On Friday, 22 August 2014 at 20:02:41 UTC, Sönke Ludwig wrote:
Am 22.08.2014 21:48, schrieb Christian Manning:
On Friday, 22 August 2014 at 17:45:03 UTC, Sönke Ludwig wrote:
Am 22.08.2014 19:27, schrieb "Marc Schütz" <schue...@gmx.net>":
On Friday, 22 August 2014 at 16:56:26 UTC, Sönke Ludwig wrote:
Am 22.08.2014 18:31, schrieb Christian Manning:
It would be nice to have integers treated separately to doubles. I
know
it makes the number parsing simpler to just treat everything as
double,
but still, it could be annoying when you expect an integer type.

That's how I've done it for vibe.data.json, too. For the new
implementation, I've just used the number parsing routine from Andrei's std.jgrandson module. Does anybody have reservations about
representing integers as "long" instead?

It should automatically fall back to double on overflow. Maybe even use
BigInt if applicable?

I guess BigInt + exponent would be the only lossless way to represent any JSON number. That could then be converted to any desired smaller
type as required.

But checking for overflow during number parsing would definitely have an impact on parsing speed, as well as using a BigInt of course, so the question is how we want set up the trade off here (or if there is
another way that is overhead-free).

You could check for a decimal point and a 0 at the front (excluding possible - sign), either would indicate a double, making the reasonable
assumption that anything else will fit in a long.

Yes, no decimal point + no exponent would work without overhead to detect integers, but that wouldn't solve the proposed automatic long->double overflow, which is what I meant. My current idea is to default to double and optionally support any of long, BigInt and "Decimal" (BigInt+exponent), where integer overflow only works for long->BigInt.

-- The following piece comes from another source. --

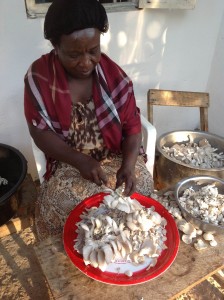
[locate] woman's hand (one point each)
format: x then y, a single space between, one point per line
127 177
126 174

It might be the right choice anyway (seeing as json/js do overflow to double), but fwiw it's still atrocious.

double a = long.max;
assert(iota(1, 1000000).map!(d => (a+d)-a).until!"a != 0".walkLength == 1024);

Yuk.

Floating point numbers and integers are so completely different in behaviour that it's just dishonest to transparently switch between the two. This especially the case for overflow from long -> double, where by definition you're 10 bits past being able to reliably accurately represent the integer in question.